Arts Alive! will be from 10 a.m. to 3 p.m. March 13 at the Cole Auditorium. The program is free and open to the public. Choral groups will perform first, followed by the bands. Artwork created by the students will be on display throughout the entire day.

Arts Alive! is held to celebrate National Music in Our Schools Month and National Youth Art Month, which are held every March. The event was started in 2001 by teachers in the arts program.

Don Greene, a music teacher at L. J. Bell Elementary, is the program director in charge of the choral/band portion of the show. Greene says the students work hard throughout the school year prepping for different in-school, community and statewide performances and competitions. But Arts Alive is the one premiere event each school year that brings students with love for the arts all together.

“Arts Alive provides the artistically gifted students of Richmond County a venue in which to showcase their talents,” Greene said. “Whether they are gifted in the visual arts or musically gifted, this is the time when the art and music students of our schools can exhibit the creativity they so richly possess.”

Students and teachers spend a number of hours prepping for the performances. Some students practice during school hours, others must rehearse after school, or before school. Band students also spend many hours at home rehearsing and perfecting their individual parts.
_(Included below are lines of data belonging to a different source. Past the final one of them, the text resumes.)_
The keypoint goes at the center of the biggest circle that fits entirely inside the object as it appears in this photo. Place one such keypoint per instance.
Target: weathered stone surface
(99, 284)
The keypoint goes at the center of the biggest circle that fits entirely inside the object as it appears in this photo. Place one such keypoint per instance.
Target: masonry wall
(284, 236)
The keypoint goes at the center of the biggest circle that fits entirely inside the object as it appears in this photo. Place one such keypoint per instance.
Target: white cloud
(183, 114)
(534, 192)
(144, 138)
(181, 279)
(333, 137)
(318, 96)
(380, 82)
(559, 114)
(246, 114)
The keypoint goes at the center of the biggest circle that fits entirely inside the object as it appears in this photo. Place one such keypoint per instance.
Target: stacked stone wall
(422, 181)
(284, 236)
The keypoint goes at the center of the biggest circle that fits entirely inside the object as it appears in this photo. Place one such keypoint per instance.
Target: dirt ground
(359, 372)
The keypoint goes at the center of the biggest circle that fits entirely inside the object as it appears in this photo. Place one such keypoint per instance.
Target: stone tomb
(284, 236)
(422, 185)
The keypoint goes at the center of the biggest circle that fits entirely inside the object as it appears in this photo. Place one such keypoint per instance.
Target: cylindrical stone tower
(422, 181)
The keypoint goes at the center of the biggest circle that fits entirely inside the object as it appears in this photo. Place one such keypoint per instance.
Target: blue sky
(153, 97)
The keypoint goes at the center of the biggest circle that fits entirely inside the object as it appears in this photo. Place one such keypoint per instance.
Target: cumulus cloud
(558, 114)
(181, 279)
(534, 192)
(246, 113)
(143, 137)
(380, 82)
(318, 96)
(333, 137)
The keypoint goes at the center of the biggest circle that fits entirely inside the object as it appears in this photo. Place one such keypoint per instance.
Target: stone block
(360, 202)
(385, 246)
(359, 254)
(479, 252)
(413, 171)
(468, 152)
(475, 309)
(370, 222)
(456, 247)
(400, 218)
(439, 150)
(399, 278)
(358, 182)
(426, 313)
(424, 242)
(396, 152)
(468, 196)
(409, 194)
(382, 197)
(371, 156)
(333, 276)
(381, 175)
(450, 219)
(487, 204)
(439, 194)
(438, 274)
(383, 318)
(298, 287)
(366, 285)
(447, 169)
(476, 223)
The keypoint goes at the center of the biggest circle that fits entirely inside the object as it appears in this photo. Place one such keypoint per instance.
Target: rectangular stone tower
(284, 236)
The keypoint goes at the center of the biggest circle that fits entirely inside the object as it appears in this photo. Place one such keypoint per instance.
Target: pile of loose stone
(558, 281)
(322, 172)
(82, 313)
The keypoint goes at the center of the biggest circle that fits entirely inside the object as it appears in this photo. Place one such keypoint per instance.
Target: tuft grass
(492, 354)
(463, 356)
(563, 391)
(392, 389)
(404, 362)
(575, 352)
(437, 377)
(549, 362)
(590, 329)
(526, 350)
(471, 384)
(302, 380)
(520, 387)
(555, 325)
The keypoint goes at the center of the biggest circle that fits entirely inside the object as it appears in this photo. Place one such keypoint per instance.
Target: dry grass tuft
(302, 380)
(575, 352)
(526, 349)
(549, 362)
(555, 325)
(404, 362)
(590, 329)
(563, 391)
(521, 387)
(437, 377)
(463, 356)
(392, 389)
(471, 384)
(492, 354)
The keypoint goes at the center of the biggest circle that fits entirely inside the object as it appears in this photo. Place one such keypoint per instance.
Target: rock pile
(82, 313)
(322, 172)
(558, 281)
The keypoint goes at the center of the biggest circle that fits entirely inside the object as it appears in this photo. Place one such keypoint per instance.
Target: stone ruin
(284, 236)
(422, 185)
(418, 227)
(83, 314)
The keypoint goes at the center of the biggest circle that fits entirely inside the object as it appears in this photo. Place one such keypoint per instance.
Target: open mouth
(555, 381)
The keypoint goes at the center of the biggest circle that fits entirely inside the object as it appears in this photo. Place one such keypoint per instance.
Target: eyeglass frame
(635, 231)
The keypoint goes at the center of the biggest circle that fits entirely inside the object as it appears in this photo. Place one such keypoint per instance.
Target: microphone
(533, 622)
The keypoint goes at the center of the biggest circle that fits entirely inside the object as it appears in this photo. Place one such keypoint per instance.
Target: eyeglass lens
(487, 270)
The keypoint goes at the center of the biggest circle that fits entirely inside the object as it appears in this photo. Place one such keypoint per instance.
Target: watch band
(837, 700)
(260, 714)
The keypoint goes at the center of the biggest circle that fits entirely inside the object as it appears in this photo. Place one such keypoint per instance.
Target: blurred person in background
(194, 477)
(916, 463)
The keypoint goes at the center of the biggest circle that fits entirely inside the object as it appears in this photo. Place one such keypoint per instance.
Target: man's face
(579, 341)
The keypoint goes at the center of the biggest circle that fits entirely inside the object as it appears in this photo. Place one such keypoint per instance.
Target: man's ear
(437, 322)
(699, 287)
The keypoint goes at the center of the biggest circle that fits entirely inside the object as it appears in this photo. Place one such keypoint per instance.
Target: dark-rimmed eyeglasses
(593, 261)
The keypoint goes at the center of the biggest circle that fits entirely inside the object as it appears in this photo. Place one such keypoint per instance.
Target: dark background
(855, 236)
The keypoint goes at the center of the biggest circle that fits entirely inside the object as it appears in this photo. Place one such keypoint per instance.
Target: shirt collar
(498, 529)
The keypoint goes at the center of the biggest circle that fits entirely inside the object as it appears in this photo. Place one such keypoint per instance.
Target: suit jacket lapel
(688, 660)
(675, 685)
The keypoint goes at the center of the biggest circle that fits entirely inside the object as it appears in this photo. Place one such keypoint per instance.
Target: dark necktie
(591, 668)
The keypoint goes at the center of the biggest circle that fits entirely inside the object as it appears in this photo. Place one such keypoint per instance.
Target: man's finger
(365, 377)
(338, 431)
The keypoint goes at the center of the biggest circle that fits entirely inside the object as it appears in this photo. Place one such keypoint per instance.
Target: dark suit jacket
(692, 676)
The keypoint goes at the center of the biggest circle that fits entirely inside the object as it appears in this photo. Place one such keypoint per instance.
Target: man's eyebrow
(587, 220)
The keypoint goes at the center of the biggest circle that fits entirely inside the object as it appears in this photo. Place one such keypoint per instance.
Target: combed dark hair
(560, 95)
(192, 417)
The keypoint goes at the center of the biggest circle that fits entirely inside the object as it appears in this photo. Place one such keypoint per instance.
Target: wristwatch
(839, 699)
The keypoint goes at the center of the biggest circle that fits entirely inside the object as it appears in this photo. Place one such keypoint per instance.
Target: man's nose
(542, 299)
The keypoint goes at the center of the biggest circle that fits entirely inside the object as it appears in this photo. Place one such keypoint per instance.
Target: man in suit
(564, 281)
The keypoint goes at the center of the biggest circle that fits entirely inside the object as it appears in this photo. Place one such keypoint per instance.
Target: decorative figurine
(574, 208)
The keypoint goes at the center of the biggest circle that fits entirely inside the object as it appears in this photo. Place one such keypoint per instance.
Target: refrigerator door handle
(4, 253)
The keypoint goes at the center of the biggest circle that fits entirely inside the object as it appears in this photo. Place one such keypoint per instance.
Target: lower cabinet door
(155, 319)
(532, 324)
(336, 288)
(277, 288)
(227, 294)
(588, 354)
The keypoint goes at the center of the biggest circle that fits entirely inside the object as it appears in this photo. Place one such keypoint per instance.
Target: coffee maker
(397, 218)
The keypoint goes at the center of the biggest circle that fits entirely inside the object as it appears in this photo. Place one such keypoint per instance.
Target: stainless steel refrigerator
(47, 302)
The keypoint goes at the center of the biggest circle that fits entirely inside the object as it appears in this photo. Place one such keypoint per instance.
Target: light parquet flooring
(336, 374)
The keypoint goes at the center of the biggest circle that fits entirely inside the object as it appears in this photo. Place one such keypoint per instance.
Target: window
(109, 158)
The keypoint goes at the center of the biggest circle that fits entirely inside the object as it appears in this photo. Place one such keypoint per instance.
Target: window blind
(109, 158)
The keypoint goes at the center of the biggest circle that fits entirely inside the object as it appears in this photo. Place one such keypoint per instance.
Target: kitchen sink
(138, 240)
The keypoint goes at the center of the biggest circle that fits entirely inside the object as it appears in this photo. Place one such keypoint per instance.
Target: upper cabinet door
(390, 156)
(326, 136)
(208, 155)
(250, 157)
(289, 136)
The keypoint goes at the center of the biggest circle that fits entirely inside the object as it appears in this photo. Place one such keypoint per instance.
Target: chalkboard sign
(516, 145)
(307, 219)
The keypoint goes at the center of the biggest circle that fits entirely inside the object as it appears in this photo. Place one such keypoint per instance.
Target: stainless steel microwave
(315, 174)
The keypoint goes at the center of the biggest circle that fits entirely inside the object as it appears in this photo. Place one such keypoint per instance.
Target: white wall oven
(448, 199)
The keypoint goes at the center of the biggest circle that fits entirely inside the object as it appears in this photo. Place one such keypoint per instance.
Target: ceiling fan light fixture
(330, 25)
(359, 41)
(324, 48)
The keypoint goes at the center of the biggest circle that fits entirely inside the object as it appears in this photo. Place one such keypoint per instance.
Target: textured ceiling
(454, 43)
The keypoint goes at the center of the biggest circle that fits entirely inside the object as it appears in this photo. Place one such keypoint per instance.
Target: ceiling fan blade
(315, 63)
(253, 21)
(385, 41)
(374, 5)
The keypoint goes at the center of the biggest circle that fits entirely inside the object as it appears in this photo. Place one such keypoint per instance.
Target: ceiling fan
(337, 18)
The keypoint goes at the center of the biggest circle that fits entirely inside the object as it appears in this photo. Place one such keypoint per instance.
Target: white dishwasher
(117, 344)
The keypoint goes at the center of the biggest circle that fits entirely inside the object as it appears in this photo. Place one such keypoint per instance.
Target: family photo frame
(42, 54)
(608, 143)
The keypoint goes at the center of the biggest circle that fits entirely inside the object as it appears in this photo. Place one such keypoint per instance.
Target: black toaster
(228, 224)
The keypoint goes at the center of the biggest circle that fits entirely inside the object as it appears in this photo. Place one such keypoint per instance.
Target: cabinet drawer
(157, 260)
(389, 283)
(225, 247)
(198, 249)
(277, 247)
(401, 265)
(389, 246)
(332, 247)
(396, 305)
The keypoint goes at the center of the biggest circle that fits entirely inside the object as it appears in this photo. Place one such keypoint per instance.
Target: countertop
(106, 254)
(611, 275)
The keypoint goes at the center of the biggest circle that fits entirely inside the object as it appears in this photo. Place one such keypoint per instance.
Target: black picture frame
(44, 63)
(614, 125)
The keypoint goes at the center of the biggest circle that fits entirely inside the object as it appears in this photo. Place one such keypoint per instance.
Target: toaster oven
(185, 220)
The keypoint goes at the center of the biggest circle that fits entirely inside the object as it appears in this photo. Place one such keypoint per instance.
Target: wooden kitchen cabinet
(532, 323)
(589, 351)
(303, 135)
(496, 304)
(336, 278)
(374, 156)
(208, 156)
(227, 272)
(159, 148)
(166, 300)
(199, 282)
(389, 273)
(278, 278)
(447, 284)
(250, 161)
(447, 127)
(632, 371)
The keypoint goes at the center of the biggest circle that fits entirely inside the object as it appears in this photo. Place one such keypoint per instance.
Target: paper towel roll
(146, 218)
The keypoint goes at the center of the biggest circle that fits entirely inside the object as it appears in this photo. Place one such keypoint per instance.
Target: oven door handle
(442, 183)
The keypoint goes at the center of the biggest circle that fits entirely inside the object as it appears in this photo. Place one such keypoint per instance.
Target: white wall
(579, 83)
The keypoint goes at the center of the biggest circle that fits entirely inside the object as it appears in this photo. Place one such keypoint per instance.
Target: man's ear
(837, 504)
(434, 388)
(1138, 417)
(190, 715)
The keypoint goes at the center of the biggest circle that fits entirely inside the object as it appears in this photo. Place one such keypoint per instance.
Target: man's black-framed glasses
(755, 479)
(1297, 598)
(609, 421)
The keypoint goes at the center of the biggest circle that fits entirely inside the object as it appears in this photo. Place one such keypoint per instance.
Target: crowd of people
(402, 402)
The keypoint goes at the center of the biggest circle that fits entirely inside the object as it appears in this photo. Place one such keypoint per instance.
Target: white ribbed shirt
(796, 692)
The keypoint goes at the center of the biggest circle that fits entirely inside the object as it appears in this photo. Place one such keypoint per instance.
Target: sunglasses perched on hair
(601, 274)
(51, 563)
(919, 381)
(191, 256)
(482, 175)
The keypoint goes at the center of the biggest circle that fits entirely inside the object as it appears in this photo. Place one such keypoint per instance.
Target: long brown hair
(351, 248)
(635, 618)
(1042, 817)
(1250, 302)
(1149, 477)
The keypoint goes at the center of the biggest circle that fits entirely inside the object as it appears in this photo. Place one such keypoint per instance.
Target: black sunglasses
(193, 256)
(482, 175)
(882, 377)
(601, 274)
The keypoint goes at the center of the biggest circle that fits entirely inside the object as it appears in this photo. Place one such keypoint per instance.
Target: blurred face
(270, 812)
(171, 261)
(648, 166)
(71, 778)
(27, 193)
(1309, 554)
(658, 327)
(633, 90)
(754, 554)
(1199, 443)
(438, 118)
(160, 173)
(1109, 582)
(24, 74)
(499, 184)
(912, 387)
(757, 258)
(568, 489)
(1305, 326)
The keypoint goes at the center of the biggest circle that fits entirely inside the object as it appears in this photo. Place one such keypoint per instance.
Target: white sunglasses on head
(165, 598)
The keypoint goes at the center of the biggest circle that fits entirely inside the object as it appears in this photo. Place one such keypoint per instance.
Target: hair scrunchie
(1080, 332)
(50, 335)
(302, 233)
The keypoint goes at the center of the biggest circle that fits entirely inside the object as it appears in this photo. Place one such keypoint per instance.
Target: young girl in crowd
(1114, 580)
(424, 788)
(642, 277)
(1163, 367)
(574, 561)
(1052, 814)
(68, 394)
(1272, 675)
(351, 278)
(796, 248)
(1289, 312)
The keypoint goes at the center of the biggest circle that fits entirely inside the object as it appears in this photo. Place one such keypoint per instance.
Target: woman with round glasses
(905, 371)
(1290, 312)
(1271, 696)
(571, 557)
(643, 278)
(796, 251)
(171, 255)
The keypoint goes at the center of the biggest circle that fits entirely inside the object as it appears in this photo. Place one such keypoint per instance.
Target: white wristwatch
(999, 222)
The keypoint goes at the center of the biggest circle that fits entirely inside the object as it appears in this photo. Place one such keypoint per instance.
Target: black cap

Artwork from 17 of the district’s schools will be on display in the lobby of the Cole Auditorium, which provides the perfect venue, according to Jan Allen, Ninth Grade Academy art teacher and one of the art coordinators for the program. Susan Perkins, art teacher at RSHS, also coordinates the art section. Students are taught to use a variety of materials according to the goals set forth by the NC Standard Course of Study, ranging from pencil and crayon to paper-mache and clay.

“We have so many talented students in our schools,” Allen said. “The Arts Alive! Program allows us to showcase some of their talent in a gallery- style setting. We are very proud of our students, and enjoy watching them progress from Kindergarten all the way through high school. We even have several former students who are now in college studying art, who hope to one day become art teachers themselves. You certainly won’t find a group of harder-working teachers or students anywhere.”

Greene is confident parents and the community will continue to support students and teachers by attending the program in high numbers as in years past. He says the arts play an important role in developing well-rounded students.